Hilo residents can easily travel to a range of intriguing sites. The city offers numerous beautiful parks and a venerable museum. It's near a zoo, various waterfront resorts, a large waterfall and an observatory. A nearby national park is famous for its volcanoes. Locals may also visit several ocean beaches. The Hawaii County Mass Transit Agency operates a convenient public bus service.


This city features a variety of public and private schools that provide instruction ranging from elementary to college classes. Many neighborhoods are located near primary or secondary schools. Several institutions can be found on Ululani, Waianuenue and Puainako streets. About nine out of 10 students in Hilo graduate from high school. A public library on Waianuenue Avenue remains open Tuesday through Saturday.
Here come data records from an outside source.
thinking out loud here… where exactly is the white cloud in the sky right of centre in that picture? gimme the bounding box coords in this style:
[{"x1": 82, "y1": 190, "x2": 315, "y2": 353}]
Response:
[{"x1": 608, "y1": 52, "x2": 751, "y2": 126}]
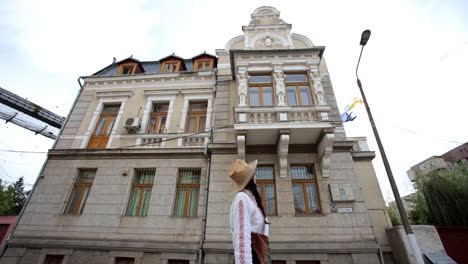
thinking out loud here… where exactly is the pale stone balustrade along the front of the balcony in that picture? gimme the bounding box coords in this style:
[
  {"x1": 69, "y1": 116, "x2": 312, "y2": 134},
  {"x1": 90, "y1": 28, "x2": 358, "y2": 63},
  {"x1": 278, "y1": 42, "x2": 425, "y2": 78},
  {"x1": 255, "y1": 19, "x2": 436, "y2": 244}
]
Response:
[{"x1": 235, "y1": 106, "x2": 330, "y2": 124}]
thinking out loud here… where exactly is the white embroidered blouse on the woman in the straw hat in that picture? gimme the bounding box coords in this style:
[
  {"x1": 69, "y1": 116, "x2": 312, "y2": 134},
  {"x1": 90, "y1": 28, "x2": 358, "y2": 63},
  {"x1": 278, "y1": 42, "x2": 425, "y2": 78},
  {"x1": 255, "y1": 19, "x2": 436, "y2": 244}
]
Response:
[{"x1": 229, "y1": 189, "x2": 268, "y2": 264}]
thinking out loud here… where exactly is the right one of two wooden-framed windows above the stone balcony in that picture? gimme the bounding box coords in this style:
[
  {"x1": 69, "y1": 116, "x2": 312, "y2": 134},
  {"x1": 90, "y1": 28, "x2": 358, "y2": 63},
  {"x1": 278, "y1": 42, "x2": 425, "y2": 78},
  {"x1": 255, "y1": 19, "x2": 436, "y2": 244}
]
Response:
[{"x1": 285, "y1": 73, "x2": 312, "y2": 106}]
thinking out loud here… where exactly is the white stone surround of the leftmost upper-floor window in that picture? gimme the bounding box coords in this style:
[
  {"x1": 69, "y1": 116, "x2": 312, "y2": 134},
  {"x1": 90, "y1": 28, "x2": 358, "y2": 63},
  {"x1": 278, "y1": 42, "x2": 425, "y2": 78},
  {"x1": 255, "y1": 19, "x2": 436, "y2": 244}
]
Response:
[{"x1": 80, "y1": 91, "x2": 133, "y2": 149}]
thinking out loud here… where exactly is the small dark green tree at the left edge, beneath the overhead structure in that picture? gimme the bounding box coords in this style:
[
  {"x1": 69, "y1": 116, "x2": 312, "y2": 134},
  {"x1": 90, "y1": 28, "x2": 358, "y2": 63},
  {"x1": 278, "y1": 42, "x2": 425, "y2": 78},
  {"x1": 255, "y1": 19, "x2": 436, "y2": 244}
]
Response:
[{"x1": 0, "y1": 177, "x2": 29, "y2": 215}]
The University of Hawaii's campus in Hilo was established more than 40 years ago. It primarily schedules classes on business, agriculture, science and art-related subjects. This public university is known for the quality of its marine biology program. Around 30 percent of the area's adult residents have succeeded in earning bachelor's or master's degrees.


Hilo is further to the south than any other U.S. city. Nonetheless, it boasts a rather pleasant climate with few harsh temperatures or strong storms. Seasonal changes are quite minimal. The coolest part of the year occurs in January and February, but nighttime readings only dip to an average of 64 degrees. Typical daytime highs often remain in the low 80s between May and November.

Despite these appealing attributes, real estate costs less in Hilo than it does in many parts of the state. Home values increased from about $153,000 to $285,000 between 2000 and 2012. However, selling prices dropped almost 10 percent during late 2014 and early 2015. Local residential properties remain affordable for many buyers.